Controlling Wind and Waves
By Sam Anderson
As a tournament angler I have been up against some really tough conditions
when it comes to wind and waves. A few tournaments that I remember
you couldn't see the boat next to you because the swells were so deep that
if both boats were in the bottom of a particular swell they were out of
sight of each other, yet probably only 50 feet apart. When conditions
get like this boat control is essential not only for presentation but also
for safety reasons.
The sea anchor is an essential tool for any fisherperson.
It gives you the control and adds a safety feature to any craft in turbulent
weather. Hold ontoyour hats and hit the waves they will repay you
with a nice catch of walleyes taken with the use of a sea anchor.
Boat control can be defined as; the location and speed of a trolled
lure is largely dependent on how you maneuver the boat that pulls it, and
how you counteract elements that affect your speed and direction especially
wind and current.
One way that I have solved the problem with boat control is by using
a sea anchor. A sea anchor is a cone-shaped under water wind sock,
similar to those at airports that detect changes in wind direction.
Control sea anchors aid boat control in two ways. First of
all, they slow your drift in strong winds. Secondly, you can use
them to fine-tune subtle boat maneuvers in rough seas or heavy current.
Most anglers who fish large expansive lakes or rivers carry a sea anchor
with them daily. The rule is usually one sea anchor is adequate for
most boats and conditions. But, if you have a large boat and the
sea anchor isn't doing it's job you may need your large one off the front
cleat and a smaller one at the stern.
When fishing alone in a console boat in heavy winds, I troll headlong
into the wind with a sea anchor tied at the bow of the boat. By letting
out about 8 feet of rope, the bag trails next to the console. I can
yank it out of the water with a safety cord if I need to without getting
out of my seat and I never lose control of the boat.

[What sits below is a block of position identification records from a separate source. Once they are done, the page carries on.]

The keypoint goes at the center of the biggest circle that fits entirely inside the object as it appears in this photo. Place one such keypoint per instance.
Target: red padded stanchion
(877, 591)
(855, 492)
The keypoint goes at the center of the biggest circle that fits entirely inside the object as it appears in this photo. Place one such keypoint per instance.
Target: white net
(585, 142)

That maybe all right if you want to slow down your presentation, but
control is still very important and you have to be able to control your
presentation if you want the fish to bite. One way that I approach
control is by tying a sea anchor at the bow of the boat and then backtrolling
along a contour depth. By tying a Drift Control sea anchor at the
bow of the boat it will hold the bow down and reduces splashing for backtrolling
into the wind. This control will even allow me to swim a 1/16
ounce Fuzzy Grub over the rocks and keep my boat pointed in the direction
I want to go, rather than the way the wind wants to push me.

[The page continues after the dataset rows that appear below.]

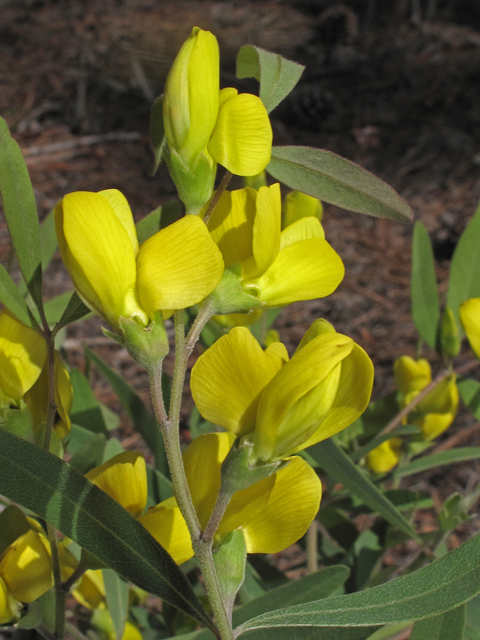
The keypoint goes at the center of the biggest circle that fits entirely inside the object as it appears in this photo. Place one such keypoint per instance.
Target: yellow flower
(384, 457)
(273, 513)
(124, 478)
(26, 567)
(283, 406)
(36, 398)
(174, 269)
(470, 317)
(297, 205)
(278, 267)
(22, 355)
(231, 129)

Backtrolling downwind is also possible and necessary on some
days, when your boat doesn't rock so much in waves. This reduces
the jigging action of your bait, and at times, walleyes are turned off
by too much vertical action. The Drift Control sea anchor acts like
a big tail. You get excellent boat control by going with the wind
and easing the throttle in and out of gear.
When fishing a windy, unprotected point, one option is to deploy
two sea anchors and drift the tip. But a better option might be to
use only one bag off the bow and backtroll into the wind to cover both
the tip and each inside turn. Be sure to tie the bag on the bow eye,
not on a side cleat.
The position of where you tie off is critical to control.
As I have mentioned previously the bow eye is a great place, but other
times on a windy point that has a major drop off that hangs the outside
edge of the point you might want to switch to the portside cleat in the
bow so you can hold tighter to the structure. Usually you shouldexperiment
with your positioning of the sea anchor, and how it affects your boat,
before launching out into gale force winds. Along with that, if you
fish with a partner, you both should get used to fishing in and around
a bag. If your partner doesn't reel in the bag when you have a tournament
winning walleye on, it can be disastrous. Practice with the bag,
as well as with the positioning of the tie off rope on your boat.
Don't rule out a sea anchor on windless days. If the water's
deep, you can usually troll over walleyes with an outboard. On Mille
Lacs when the lake goes flat, I will put out my sea anchor and use my
trolling motor so my
Hatchet Harness spinner barely spins. This technique drives the walleyes
crazy especially if a cold front has passed through and they are finicky.